Great praise is owed to the student movement for this bold and radical action. This social action has sparked a call for greater change through campaigning for the removal of a statue that symbolised an unjust and inhumane apartheid regime. The progressive student movement at UCT has not only catalysed transformation in institutions of higher learning but in our society as a whole.

Universities such as UCT and Stellenbosch University remain predominantly white, Eurocentric and untransformed and bear very little resemblance to the surrounding communities or to the national outlook of the country.

The removal of the Rhodes statue as a symbol of colonialism, segregation and racism can only translate into a bigger debate around systemic racism in institutions of higher learning.

Admission policies, fee structures, curriculum transformation and the overall classroom experience must be addressed if we are to see the real transformation on campuses across the country.

As the debate relating to this change takes precedence, it is important to unpack what constitutes meaningful and sustainable transformation in the context of post-apartheid South Africa that institutionalised race and class divisions.

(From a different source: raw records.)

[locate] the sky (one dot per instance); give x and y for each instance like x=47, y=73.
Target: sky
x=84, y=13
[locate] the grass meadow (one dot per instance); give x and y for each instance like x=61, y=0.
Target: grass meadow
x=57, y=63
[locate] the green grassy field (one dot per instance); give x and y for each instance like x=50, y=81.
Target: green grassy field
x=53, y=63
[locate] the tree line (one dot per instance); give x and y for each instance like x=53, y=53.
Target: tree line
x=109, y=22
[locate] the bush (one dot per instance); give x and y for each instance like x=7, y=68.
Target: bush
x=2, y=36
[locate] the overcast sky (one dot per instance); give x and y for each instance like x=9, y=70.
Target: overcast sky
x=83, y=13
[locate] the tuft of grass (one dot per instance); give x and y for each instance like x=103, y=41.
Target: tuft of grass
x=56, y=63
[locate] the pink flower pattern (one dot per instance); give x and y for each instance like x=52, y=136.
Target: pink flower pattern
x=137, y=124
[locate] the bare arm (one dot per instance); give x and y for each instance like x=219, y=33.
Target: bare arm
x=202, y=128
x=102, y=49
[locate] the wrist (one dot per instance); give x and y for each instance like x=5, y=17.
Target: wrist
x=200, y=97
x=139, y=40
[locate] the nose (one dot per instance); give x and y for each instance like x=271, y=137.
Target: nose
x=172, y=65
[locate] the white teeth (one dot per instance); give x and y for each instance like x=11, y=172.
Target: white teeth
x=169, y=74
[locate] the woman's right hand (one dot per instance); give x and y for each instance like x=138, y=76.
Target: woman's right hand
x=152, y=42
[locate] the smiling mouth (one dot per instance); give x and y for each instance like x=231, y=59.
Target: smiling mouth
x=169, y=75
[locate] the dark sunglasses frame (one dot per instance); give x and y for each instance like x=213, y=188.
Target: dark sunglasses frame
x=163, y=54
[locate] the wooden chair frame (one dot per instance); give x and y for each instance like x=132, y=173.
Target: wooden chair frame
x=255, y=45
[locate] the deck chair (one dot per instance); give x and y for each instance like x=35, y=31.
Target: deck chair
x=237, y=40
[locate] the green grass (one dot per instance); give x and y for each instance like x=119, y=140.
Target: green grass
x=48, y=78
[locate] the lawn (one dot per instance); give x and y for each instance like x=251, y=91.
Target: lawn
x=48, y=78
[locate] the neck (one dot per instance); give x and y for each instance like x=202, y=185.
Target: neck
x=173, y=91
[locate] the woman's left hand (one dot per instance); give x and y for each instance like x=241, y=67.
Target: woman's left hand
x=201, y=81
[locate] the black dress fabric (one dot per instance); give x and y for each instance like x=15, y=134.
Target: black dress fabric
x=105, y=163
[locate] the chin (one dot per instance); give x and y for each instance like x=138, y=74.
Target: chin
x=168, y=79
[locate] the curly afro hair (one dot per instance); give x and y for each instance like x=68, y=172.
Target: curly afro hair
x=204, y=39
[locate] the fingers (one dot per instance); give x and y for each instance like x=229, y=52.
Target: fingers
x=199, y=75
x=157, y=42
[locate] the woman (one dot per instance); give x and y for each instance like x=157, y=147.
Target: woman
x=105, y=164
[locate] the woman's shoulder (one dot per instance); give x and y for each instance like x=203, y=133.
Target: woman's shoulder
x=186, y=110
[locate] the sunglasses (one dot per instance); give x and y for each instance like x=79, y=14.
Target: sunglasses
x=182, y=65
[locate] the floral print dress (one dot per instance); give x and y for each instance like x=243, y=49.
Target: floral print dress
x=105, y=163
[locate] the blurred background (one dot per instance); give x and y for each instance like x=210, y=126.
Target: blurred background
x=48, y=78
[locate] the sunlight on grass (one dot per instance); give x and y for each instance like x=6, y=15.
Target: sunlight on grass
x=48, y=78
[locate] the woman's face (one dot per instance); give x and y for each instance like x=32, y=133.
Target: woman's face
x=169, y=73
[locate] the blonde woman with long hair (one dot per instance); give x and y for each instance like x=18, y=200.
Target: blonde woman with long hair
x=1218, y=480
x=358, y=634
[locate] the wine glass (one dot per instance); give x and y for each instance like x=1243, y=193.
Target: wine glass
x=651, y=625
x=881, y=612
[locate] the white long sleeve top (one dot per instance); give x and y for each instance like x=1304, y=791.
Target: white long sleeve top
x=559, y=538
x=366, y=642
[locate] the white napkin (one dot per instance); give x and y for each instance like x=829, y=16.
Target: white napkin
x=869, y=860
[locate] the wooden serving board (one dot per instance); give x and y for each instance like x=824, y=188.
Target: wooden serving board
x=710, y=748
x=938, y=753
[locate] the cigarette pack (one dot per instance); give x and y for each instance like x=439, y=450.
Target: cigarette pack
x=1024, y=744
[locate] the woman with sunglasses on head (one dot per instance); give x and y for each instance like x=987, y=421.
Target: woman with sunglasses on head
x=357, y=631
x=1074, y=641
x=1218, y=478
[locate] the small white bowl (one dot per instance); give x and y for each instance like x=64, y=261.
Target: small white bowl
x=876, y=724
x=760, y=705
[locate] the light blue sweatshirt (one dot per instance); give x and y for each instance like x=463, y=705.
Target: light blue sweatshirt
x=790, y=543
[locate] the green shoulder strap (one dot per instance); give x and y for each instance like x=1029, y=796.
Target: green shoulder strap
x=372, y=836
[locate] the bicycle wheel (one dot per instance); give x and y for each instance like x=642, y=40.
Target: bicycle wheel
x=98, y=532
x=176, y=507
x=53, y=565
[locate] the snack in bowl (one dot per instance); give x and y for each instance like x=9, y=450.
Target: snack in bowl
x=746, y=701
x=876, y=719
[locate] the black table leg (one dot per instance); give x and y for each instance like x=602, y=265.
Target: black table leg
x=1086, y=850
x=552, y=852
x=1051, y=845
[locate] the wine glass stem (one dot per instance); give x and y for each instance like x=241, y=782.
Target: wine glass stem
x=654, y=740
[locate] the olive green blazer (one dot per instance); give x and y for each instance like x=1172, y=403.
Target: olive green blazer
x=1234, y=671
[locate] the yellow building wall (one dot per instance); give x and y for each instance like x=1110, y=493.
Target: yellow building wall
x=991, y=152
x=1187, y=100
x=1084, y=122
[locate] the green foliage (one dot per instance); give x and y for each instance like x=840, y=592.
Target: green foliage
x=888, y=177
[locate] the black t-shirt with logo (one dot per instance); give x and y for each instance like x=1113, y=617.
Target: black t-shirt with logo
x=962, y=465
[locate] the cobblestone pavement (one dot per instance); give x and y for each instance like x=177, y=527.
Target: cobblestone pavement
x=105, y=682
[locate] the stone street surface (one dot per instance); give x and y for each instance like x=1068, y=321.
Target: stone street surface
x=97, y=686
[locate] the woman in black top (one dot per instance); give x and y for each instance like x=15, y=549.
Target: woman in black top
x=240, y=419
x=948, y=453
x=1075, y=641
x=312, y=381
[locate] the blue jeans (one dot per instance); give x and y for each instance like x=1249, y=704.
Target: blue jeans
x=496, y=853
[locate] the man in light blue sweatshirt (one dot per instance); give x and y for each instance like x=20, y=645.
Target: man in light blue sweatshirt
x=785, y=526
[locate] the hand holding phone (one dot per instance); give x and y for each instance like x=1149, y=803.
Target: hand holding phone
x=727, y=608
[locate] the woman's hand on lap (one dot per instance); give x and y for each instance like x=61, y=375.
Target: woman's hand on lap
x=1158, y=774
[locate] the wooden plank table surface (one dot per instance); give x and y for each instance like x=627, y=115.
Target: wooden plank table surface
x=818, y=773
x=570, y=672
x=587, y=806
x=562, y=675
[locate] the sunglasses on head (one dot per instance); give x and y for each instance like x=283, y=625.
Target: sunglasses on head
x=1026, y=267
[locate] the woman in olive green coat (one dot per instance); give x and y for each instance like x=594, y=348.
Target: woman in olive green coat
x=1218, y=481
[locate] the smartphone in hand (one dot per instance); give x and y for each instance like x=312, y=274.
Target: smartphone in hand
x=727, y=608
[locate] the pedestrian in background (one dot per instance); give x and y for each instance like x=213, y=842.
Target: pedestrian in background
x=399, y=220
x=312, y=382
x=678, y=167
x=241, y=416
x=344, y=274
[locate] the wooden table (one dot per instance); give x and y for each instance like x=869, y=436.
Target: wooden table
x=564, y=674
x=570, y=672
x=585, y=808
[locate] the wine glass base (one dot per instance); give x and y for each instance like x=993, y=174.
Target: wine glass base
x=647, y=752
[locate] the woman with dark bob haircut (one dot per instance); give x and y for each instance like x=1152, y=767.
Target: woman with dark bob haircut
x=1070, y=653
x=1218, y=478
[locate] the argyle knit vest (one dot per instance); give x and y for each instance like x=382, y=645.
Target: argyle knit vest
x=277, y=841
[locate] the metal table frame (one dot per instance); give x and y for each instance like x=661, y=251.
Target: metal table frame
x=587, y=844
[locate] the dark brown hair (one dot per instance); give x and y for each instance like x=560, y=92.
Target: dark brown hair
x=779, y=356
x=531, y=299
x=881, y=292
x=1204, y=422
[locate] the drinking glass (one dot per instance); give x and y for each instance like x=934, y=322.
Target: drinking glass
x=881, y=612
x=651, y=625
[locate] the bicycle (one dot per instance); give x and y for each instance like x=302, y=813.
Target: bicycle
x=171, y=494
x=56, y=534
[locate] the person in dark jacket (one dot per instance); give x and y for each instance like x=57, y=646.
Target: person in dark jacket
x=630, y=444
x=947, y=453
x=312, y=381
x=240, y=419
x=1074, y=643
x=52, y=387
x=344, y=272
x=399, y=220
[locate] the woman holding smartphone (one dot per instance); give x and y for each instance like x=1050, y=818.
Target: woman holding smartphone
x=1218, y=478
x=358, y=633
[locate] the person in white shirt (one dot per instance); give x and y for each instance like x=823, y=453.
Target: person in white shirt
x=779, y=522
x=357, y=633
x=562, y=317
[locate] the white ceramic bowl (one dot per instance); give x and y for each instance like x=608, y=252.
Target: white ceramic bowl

Transformation can never be a moment in time but only an ongoing process of change for the betterment of all. Transformation is not only about numbers but includes attitudes, values and culture. Simply changing the admission policies to include more black students does not necessarily lead to a transformed institution of higher learning. Removing statues of those who represented white supremacy and white minority rule is important but not sufficient.

The discourse must go further than the superficial nuances and start to address the deeper causes that constitute a lack of transformation.

The anti-apartheid struggle was successful precisely because of the involvement and inclusion of white South Africans in the struggle itself.

White South Africans and others living abroad who chose to condemn what was fundamentally wrong delegitimised the white minority regime and bolstered the campaign to end the inhumane and oppressive system.

Inclusion replaced exclusion in the struggle for freedom and democracy. Peace replaced violence to ensure the successful transition to a democratic state. Commonality replaced difference in the building of a rainbow nation. Are these not absolutely invaluable in the struggle for the transformation of our society?

Chris Hani sacrificed his life for all that we have today. He was a hero of the struggle for a free and democratic South Africa. His legacy is one of political and civil freedoms for all and of equal access to opportunities for all.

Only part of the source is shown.